Однако Баратынский не довольствует открытым им «законом». В частных и случайных лирических «событиях» он прозревает их всеобщий и «вечный» смысл. Его волнует отношение человека к жизни, смерти, истории, истине, природе. Трагический удел человека на земле, по мысли автора, зависит от его изначальной двойственности – сопряженности в нем духовного и телесного, нетленного и бренного, земного и небесного. Человек не может вырваться из своей противоречивой природы, но оба начала в нем одинаково законны. Несмотря на власть роковых предначертаний, та же «всевидящая» и грозная судьба внушила ему порыв к духовности, свободе, гармонии и счастью.

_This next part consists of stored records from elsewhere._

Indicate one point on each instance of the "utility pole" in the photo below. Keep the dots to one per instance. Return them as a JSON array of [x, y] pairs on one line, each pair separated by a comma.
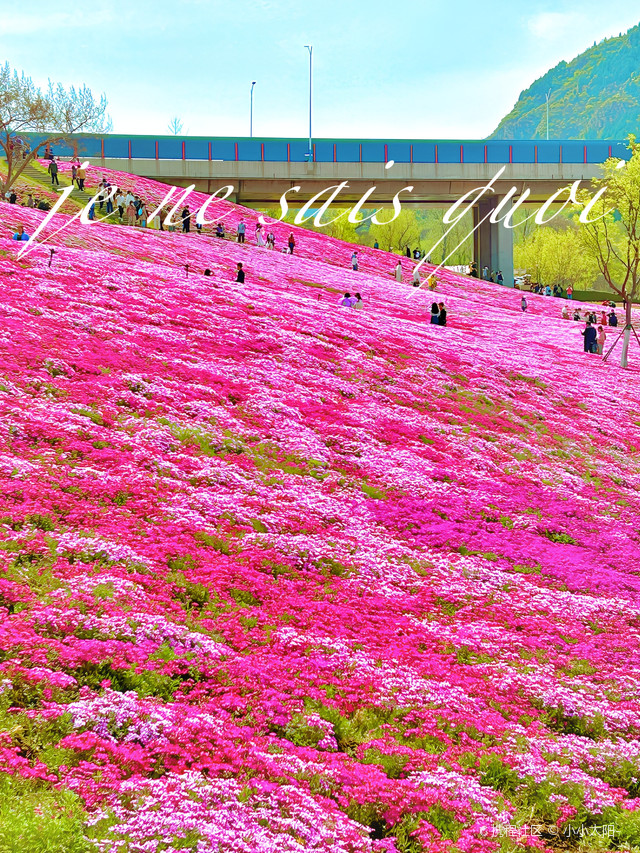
[[310, 49]]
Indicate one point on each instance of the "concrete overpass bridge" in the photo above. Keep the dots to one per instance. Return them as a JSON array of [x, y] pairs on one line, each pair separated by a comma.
[[440, 171]]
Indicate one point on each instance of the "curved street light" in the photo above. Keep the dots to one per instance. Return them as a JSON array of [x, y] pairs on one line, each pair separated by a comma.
[[253, 83], [310, 49]]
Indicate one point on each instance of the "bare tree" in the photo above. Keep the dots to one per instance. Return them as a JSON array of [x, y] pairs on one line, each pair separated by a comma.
[[55, 114], [175, 126]]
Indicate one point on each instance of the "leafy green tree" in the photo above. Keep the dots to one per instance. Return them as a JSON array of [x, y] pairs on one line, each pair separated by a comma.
[[555, 256]]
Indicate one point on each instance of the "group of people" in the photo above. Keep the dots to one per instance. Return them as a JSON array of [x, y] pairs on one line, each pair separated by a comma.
[[594, 341], [589, 316], [29, 201], [267, 241]]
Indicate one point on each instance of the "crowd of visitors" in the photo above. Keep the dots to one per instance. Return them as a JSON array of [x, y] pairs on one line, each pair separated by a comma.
[[349, 301]]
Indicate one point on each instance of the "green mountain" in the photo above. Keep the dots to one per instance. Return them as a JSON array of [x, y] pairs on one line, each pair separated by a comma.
[[595, 96]]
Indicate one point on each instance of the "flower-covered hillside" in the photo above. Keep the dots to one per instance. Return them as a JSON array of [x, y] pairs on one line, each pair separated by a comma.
[[282, 576]]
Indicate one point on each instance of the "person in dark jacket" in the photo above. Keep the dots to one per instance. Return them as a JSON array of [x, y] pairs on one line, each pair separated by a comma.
[[53, 171], [590, 335]]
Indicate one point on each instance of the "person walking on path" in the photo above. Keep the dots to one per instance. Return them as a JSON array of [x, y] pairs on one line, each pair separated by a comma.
[[590, 338], [53, 171]]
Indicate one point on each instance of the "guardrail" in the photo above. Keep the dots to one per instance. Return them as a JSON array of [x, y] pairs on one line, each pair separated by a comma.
[[340, 150]]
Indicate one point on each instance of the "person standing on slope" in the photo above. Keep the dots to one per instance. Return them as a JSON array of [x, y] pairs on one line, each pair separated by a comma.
[[602, 339], [589, 334], [53, 171]]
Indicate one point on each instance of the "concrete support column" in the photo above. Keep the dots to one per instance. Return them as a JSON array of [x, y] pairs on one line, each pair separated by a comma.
[[493, 243]]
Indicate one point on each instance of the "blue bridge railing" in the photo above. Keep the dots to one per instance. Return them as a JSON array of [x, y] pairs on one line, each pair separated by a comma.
[[270, 150]]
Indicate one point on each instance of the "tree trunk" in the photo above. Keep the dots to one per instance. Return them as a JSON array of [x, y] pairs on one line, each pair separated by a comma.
[[627, 333]]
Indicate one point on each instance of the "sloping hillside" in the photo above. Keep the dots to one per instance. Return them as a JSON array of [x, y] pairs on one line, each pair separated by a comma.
[[277, 575], [595, 96]]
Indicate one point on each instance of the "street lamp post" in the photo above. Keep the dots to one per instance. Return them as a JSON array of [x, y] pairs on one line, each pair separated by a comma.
[[253, 83], [310, 49], [548, 95]]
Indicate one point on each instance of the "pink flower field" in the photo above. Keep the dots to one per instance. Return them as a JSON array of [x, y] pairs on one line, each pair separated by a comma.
[[278, 576]]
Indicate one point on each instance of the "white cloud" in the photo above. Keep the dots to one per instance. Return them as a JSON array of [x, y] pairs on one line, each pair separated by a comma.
[[553, 26], [18, 23]]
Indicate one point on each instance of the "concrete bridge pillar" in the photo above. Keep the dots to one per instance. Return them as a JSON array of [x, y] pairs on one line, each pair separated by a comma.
[[492, 242]]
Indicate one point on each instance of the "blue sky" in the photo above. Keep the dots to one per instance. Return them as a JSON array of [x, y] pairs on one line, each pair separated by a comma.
[[403, 69]]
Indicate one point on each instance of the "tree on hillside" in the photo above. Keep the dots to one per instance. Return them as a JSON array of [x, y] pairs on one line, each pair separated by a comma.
[[175, 126], [611, 236], [553, 255], [54, 114]]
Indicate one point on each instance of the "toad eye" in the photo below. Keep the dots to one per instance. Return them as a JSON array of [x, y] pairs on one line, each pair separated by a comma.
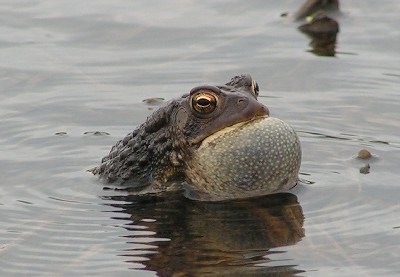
[[204, 102]]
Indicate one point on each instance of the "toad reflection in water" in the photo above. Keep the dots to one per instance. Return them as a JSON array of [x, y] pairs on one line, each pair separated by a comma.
[[198, 238]]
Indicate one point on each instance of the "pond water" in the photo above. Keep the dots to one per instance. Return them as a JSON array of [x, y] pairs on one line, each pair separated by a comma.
[[73, 69]]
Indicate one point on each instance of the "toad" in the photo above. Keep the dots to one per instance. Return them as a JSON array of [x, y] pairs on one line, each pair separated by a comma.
[[216, 142]]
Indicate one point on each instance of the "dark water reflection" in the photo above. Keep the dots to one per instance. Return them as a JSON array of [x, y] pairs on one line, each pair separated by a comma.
[[200, 238]]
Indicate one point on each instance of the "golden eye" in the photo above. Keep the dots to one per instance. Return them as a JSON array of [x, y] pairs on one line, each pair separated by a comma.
[[204, 102]]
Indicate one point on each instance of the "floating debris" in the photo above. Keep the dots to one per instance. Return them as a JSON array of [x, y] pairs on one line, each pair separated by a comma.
[[96, 133], [364, 154], [365, 169], [323, 31], [153, 101], [312, 6]]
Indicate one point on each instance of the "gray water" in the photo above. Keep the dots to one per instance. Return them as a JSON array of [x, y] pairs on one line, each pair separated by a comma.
[[71, 68]]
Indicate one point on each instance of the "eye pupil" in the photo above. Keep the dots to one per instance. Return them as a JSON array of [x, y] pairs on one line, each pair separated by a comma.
[[204, 103]]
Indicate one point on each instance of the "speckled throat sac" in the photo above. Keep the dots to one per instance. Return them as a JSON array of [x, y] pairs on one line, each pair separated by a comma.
[[247, 159]]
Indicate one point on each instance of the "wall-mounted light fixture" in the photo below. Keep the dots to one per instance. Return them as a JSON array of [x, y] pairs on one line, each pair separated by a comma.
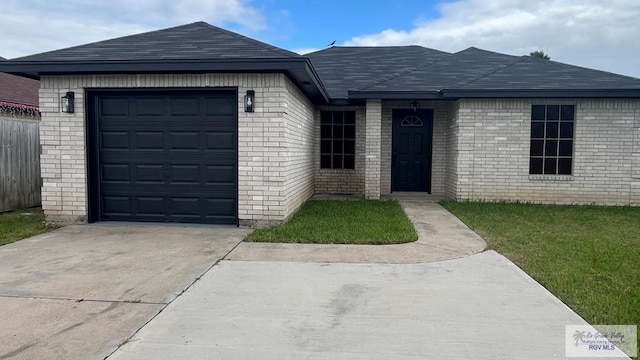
[[67, 102], [249, 101], [414, 106]]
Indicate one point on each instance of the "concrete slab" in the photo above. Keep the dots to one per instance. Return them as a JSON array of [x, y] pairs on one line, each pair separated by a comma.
[[480, 307], [441, 236], [114, 262], [66, 329], [78, 292]]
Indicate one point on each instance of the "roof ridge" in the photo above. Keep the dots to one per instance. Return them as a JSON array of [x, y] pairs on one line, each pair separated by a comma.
[[246, 38], [492, 71], [398, 74], [106, 40]]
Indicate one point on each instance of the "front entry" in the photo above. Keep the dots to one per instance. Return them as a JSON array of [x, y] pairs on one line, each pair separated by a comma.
[[411, 150]]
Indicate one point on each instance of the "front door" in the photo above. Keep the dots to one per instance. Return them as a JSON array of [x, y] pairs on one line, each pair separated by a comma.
[[411, 150]]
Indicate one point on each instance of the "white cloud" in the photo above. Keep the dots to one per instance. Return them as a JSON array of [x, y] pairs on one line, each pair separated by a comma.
[[33, 26], [591, 33], [304, 51]]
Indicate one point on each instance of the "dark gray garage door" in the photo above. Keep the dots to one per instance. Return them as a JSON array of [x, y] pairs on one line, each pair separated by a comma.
[[165, 157]]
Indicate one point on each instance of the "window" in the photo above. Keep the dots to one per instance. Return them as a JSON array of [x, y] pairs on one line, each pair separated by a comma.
[[552, 139], [337, 139]]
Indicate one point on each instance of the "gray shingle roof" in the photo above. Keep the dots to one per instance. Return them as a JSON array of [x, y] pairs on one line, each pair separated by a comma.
[[337, 74], [347, 72], [345, 68], [198, 40]]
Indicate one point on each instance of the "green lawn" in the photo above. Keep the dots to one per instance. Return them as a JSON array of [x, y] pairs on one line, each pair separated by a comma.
[[21, 224], [343, 222], [588, 256]]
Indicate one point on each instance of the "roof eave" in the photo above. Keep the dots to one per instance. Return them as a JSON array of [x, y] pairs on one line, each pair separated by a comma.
[[391, 95], [541, 93], [453, 94], [299, 69]]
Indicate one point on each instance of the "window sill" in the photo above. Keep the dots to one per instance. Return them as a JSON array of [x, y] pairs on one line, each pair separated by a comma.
[[337, 171], [551, 177]]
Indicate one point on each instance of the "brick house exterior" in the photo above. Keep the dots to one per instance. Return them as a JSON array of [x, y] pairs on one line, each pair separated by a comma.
[[481, 140]]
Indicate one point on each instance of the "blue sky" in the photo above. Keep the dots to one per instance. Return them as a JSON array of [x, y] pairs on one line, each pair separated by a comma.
[[315, 23], [589, 33]]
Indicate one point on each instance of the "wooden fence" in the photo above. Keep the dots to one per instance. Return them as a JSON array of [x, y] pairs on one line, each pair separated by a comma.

И как бы ни был слаб человек, не находящий родного приюта ни на земле, ни на небесах, в нем не умирает святое беспокойство. Он подчиняется как неведомым ему предначертаниям «рока», так и своим личным, вполне земным страстям, которыми оплачивает жизнь, принося их в жертву суровой предопределенности. Даже интимные чувства и идеальные мечтания, не подверженные, по уверениям романтиков, власти «закона» и сохраняющие свою суверенность, у Баратынского не избегают общей доли:

Знать, самым духом мы рабы

Земной насмешливой судьбы;

Знать, миру явному дотоле

Наш бедный ум порабощен,

Что переносит поневоле

И в мир мечты его закон.

Из всего этого видно, что жизненная философия Баратынского – глубокое разочарование в мироустройстве – как нельзя лучше срифмовалась с поэтической философией элегического жанра, призванного запечатлеть и выразить грусть, печаль, одиночество и неудовлетворенность человека в земном бытии. Поэтому Баратынский сразу был признан элегиком-новатором, двинувшим вперед русскую элегию. В немалой степени такая оценка объяснялась особенностью элегий Баратынского, состоящей в том, что поэт «не растравлял своей души», как выразился он в одном стихотворении, тонкими переживаниями и не погружался в тайники внутреннего мира. Он всегда стремился дать себе отчет в причинах разочарования и потому выводил его на Божий свет, чтобы подвергнуть мыслительному анализу, отдать его во власть разума и даже холодного рассудка. Баратынский не воспроизводит переживание во всех его извивах и переплетениях – он думает над ним, размышляет о нем. Это размышление мучительно для самого поэта, потому что будто острым скальпелем, не прибегая к наркозу, он подробно и тщательно, с ледяным и жестоким бесстрастием духовного лекаря рассекает чувство. Но удивительное дело! Доискиваясь до причины страданий, – а для поэта жизнь и страдание неразлучны, – мысль Баратынского оказывается целительной, примиряя человека с несовершенными жизненными законами и в то же время не давая им подмять под себя достоинство личности. У человека всегда есть выбор, даже при всем фатализме бытия, при всей обусловленности высшими законами мироздания, независимыми от людей. Поэзия Баратынского – это вечный спор человека, наделенного могучим умом и сильными чувствами, с законами бытия. Человек Баратынского живет по заранее предписанным (но не им!) правилам. Так случилось, что в человеке соединено духовное и физическое, что он принадлежит одновременно и небу и земле, что он мечется между землей и небом, оторвавшись от природы, «естества», и в своем духовном полете не достигает Небесного Царства. И все-таки, несмотря на предопределенность бытия и всякой человеческой судьбы, если рассматривать их в философско-поэтическом плане, такая обусловленность вовсе не безнадежна и не безысходна.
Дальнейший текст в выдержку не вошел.